I haven’t slept in my own bed in a week and I won’t be anytime soon. Between camping, DT, JM and EB, I’ve been busy living life to the fullest.
Last night I started EB a logo and website. The night before, JM and I finally had our date night that I’ve been waiting for for 6 weeks and it was magical. I think I finally broke through a few walls that he had up and connected to him in a way which made him melt and be vulnerable. DT is still wonderful and accidentally said the L word to me. I told him he’s not allowed to say that to me. He’s falling too fast and he doesn’t have his eyes open.
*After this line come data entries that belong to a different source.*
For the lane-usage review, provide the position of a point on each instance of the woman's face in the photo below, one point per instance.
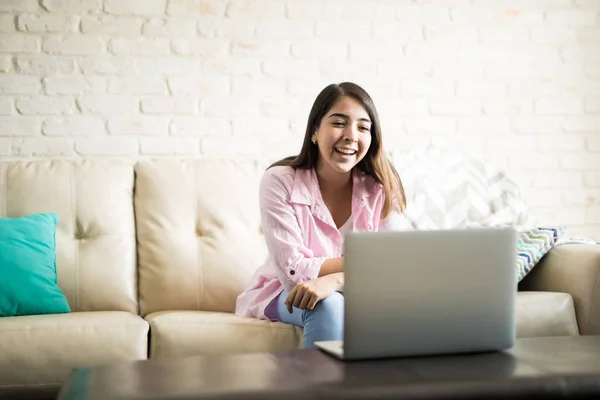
(343, 136)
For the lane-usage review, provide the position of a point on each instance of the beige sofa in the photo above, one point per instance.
(151, 256)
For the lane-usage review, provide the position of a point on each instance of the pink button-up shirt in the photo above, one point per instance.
(300, 232)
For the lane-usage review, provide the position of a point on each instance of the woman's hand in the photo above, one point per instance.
(307, 294)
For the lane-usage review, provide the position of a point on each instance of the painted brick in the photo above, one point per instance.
(559, 105)
(19, 5)
(118, 25)
(5, 147)
(199, 86)
(79, 45)
(315, 9)
(592, 179)
(479, 88)
(279, 68)
(7, 106)
(592, 105)
(137, 85)
(264, 9)
(107, 147)
(593, 143)
(587, 124)
(42, 147)
(75, 125)
(504, 35)
(320, 49)
(46, 105)
(108, 65)
(200, 47)
(571, 17)
(243, 86)
(507, 106)
(140, 46)
(108, 105)
(558, 179)
(19, 44)
(484, 125)
(538, 124)
(44, 65)
(230, 145)
(234, 66)
(255, 127)
(285, 29)
(454, 106)
(7, 23)
(19, 84)
(168, 66)
(235, 106)
(342, 30)
(72, 6)
(167, 105)
(560, 143)
(139, 125)
(195, 8)
(6, 63)
(136, 7)
(581, 197)
(173, 27)
(199, 126)
(215, 27)
(68, 84)
(169, 146)
(20, 126)
(52, 23)
(431, 126)
(260, 48)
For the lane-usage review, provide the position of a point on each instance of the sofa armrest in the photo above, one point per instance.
(573, 269)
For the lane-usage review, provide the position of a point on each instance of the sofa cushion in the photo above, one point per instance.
(545, 314)
(199, 232)
(451, 189)
(532, 245)
(28, 267)
(184, 333)
(40, 351)
(95, 235)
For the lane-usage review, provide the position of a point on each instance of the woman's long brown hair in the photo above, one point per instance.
(375, 163)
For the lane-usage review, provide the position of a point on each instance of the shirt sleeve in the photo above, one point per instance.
(396, 221)
(295, 262)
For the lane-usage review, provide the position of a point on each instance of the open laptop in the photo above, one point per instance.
(424, 293)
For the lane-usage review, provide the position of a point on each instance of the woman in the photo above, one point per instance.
(341, 181)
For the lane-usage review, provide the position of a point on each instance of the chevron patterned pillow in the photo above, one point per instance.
(532, 245)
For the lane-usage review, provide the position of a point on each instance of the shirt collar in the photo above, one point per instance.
(305, 189)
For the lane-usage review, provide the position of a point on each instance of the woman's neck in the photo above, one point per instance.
(333, 182)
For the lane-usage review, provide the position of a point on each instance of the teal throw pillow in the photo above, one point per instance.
(28, 281)
(532, 245)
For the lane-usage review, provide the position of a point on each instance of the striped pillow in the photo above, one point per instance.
(532, 245)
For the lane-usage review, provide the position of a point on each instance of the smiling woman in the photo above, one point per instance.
(340, 181)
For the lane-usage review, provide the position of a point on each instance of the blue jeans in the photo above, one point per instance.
(324, 322)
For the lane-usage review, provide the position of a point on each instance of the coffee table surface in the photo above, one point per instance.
(554, 366)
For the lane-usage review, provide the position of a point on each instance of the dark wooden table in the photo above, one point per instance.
(559, 367)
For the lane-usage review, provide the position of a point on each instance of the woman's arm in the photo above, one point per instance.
(332, 266)
(296, 263)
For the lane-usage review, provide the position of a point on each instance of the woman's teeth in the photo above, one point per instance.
(346, 152)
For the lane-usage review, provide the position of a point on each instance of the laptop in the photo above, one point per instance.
(425, 293)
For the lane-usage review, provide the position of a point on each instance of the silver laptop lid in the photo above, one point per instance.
(429, 292)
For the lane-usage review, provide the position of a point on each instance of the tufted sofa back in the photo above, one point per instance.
(95, 238)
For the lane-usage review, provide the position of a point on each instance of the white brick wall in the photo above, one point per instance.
(515, 80)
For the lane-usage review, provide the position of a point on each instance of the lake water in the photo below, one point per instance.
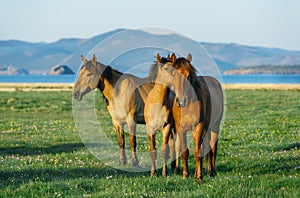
(227, 79)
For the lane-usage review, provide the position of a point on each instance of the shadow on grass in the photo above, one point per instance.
(16, 178)
(69, 147)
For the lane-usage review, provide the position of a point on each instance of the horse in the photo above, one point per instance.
(158, 111)
(198, 107)
(125, 95)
I adore him, but I’m not sure he can handle who I am.
I found out my parental figures are visiting in 2 weeks. There’s only 1 day that they’ll be here that I’ll be home from Florida, but they’re choosing to spend the day with an old coworker. People think it’s my coldness that repels them. I’d disagree.


Weekend Home

This is the first weekend that I’ve stayed home in quite a while. I know that my body needs the rest, but my body is restless. I am missing my JM. In just 3 weeks we go to see Kevin, but somehow I’m thinking that will be the beginning of the end. Maybe I’m overthinking everything.
DT continues to be a great companion. I know deep down he could never fulfill all of me and it’s sad. I’ll be spending some time with him tomorrow, so we’ll see how that goes.
SK has wandered back. It hurts that he had to stop spending time with me to pursue someone else, but encouraged that he’s choosing to spend time with me again.


Sturgis

I got to ride to Wall, Rapid City, Keystone, Deadwood, Mt. Rushmore, Needles Highway, Sturgis, Devils Tower, Hulett, Spearfish and everywhere in-between. We spent hours on the bike each day exploring the little towns and sights. I am worn and exhausted, but had the time of my life. It was a long drive out there and back but TOTALLY worth it. I could have stayed 2 weeks and not seen all the landscape out in the area. DT was a great companion. We got to learn a lot about each other and I believe I have added him to my collection. He’s a soft soul that has been abused and ignored for entirely too long. I’m hoping I can help him open up and live a little. It was everything and more that I thought it would be. My bucket list items of Mt. Rushmore and Sturgis has been officially crossed off.


Bucket List

One thing that has been on my bucket list for quite some time is going to Sturgis. Today I leave for that trip. It’s my trip of a lifetime! I’m still in disbelief that it’s actually happening. I plan on having the time of my life while getting lots and lots of pictures. DT, the guy that is taking me seems just as excited.
Side note… JM and I are still talking daily and working out our miscommunications. SK has wandered back after his current dating attempt. Z is dating someone new, but seems obsessed with texting lately. I feel connected and loved and at peace.
And guess what? I’m going to Sturgis!!!!!